Sometimes I felt guilty for feeling the sadness at all… my child was not typically developing, but as far as I knew his disorder was not life threatening. How could I grieve when other parents have lost their children?
But I’ve learned that grief doesn’t follow rules, and feeling guilty for feeling what we feel rarely makes us feel any better. In fact, more often it leads to despair and stuck-ness.
Instead, I have come to expect this chronic grief. It seems to be a natural partner to chronic illness, but I never know when it will show up, I just know that it will. And when it does, the only thing to do is to acknowledge it. Look at it, full-on, without hiding. Much like a storm, it is here now. It was not yesterday, and it likely will move through by tomorrow. Somehow acknowledging this makes it both less surprising and less overwhelming. I feel more able to roll with it, and not be drowned.

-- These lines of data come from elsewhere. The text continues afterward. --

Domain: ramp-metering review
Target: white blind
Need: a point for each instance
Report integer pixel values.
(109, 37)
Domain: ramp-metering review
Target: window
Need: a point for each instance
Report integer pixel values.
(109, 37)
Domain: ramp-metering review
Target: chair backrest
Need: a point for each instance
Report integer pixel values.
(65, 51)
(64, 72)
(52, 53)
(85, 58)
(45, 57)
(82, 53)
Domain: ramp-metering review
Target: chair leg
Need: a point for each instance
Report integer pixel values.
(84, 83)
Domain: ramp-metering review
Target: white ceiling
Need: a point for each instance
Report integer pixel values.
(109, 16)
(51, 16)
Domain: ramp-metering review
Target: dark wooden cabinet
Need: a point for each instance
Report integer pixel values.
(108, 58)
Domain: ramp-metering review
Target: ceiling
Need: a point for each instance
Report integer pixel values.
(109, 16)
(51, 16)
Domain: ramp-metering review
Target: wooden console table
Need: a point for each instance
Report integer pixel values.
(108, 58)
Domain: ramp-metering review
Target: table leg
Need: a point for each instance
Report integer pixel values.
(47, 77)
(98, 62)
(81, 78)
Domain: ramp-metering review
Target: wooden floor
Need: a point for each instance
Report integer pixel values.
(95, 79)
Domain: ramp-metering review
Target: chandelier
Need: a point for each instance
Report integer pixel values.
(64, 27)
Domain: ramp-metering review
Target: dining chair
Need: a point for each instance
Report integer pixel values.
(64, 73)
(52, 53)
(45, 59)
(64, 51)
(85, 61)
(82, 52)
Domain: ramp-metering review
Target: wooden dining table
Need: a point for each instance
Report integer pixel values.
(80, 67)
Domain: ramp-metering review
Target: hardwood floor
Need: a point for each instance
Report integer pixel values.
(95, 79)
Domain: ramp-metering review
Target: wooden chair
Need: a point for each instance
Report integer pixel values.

And just like an unexpected rainbow immediately following a storm, as I have come to expect grief, I have also been amazed by joy. As I get better at letting go of my own expectations for what “should” be and accept what is, I am finding that what is can be exquisite. Joy springs up in the recognition of goodness that still surrounds and upholds us. Joy slips in in the simplicity of mutual care, expressed through small acts of kindness. Joy underpins the creation of our own path, making a unique life that works for us. Joy overflows in watching my children grow at their own pace, in their own ways, light-bearers all.
Grief still settles in beside me at times, usually accompanied by some worry about the future, or perhaps some present pain, but it is a familiar presence, lacking the power it used to hold. This life, all of it, is making me soft and strong. It is forming me and my family into the shape of grace.
Wherever you are on this journey, may hope accompany you. May you see dawn breaking on the horizon, because even if circumstances don’t change, you can. May this path open you up and fill you with grace.